Diabetes is a chronic disease that affects millions of people globally and can lead to severe health complications if not properly managed. Early diagnosis and proactive intervention are critical. The objective of the Intelligent Patient Risk Assessment System is to build a machine learning model capable of predicting the onset of diabetes based on diagnostic measurements. By providing a quick, accessible risk assessment tool, this system empowers patients and enables healthcare professionals to identify high-risk individuals early.
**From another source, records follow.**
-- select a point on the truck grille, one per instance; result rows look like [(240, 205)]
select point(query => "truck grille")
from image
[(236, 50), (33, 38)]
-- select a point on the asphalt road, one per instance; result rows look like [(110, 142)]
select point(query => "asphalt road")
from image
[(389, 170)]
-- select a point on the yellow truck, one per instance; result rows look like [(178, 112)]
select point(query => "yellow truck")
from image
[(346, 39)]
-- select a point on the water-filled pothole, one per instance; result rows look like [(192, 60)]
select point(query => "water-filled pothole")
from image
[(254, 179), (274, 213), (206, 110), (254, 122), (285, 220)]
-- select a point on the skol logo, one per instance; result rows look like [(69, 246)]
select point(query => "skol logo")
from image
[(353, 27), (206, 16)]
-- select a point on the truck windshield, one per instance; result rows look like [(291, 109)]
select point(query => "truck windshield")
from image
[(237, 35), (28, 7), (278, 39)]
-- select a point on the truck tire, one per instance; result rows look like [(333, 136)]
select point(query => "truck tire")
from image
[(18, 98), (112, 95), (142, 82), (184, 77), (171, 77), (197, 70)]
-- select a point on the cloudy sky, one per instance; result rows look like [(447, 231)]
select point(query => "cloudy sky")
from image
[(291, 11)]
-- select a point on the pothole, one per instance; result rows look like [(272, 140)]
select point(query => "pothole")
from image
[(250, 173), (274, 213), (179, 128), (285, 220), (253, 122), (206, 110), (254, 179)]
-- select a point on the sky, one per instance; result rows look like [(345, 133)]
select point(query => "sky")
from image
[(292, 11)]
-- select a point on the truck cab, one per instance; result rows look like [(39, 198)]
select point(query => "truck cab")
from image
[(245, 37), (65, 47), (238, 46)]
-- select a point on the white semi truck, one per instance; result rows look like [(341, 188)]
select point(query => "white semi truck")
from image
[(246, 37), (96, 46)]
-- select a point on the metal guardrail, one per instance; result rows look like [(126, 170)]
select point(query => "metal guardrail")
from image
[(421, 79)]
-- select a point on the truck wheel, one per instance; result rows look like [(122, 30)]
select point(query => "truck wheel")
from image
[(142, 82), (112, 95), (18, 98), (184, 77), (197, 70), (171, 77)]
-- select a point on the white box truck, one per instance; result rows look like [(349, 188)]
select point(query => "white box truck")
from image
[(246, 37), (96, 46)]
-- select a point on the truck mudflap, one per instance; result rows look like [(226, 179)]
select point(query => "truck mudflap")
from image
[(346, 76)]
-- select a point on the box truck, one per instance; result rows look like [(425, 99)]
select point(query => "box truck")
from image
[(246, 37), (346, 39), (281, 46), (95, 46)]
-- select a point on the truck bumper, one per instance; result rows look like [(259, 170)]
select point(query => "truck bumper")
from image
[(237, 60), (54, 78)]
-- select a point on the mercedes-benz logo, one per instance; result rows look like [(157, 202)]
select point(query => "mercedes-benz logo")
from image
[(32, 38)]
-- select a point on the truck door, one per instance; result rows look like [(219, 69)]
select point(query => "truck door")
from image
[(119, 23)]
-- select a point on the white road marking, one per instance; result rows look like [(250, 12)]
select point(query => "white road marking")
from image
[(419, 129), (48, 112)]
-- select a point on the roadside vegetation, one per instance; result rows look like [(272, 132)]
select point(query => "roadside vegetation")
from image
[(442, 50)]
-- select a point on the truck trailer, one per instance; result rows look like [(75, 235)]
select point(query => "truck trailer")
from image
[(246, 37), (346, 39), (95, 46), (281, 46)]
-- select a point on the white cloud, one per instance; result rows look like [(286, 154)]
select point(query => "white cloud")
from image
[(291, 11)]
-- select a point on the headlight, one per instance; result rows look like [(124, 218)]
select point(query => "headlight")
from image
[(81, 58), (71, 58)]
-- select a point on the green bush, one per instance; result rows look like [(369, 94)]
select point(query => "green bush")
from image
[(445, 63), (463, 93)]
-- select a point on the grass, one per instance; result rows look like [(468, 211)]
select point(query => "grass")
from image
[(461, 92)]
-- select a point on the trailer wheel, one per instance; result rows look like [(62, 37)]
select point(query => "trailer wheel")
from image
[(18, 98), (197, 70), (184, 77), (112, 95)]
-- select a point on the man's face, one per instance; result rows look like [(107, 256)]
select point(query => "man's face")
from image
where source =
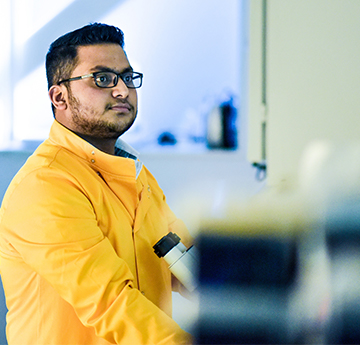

The dataset used is the Pima Indians Diabetes Database. It contains clinical data designed diagnostically to predict whether a patient has diabetes based on several physiological measurements.
The system accepts structured clinical diagnostic data including:
- Pregnancies: Number of times pregnant
- Glucose: Plasma glucose concentration (2 hours in an oral glucose tolerance test)
- Blood Pressure: Diastolic blood pressure (mm Hg)
- Skin Thickness: Triceps skinfold thickness (mm)
- Insulin: 2-Hour serum insulin (mu U/ml)
- BMI: Body mass index (weight in kg/(height in m)^2)
- Diabetes Pedigree Function: A synthesized metric scoring diabetes likelihood based on family history
- Age: Patient's age in years
- Risk Score: The predicted predictive probability (0-100%) indicating the likelihood of diabetes.
- Risk Category: Actionable health categorization into Low, Moderate, or High risk.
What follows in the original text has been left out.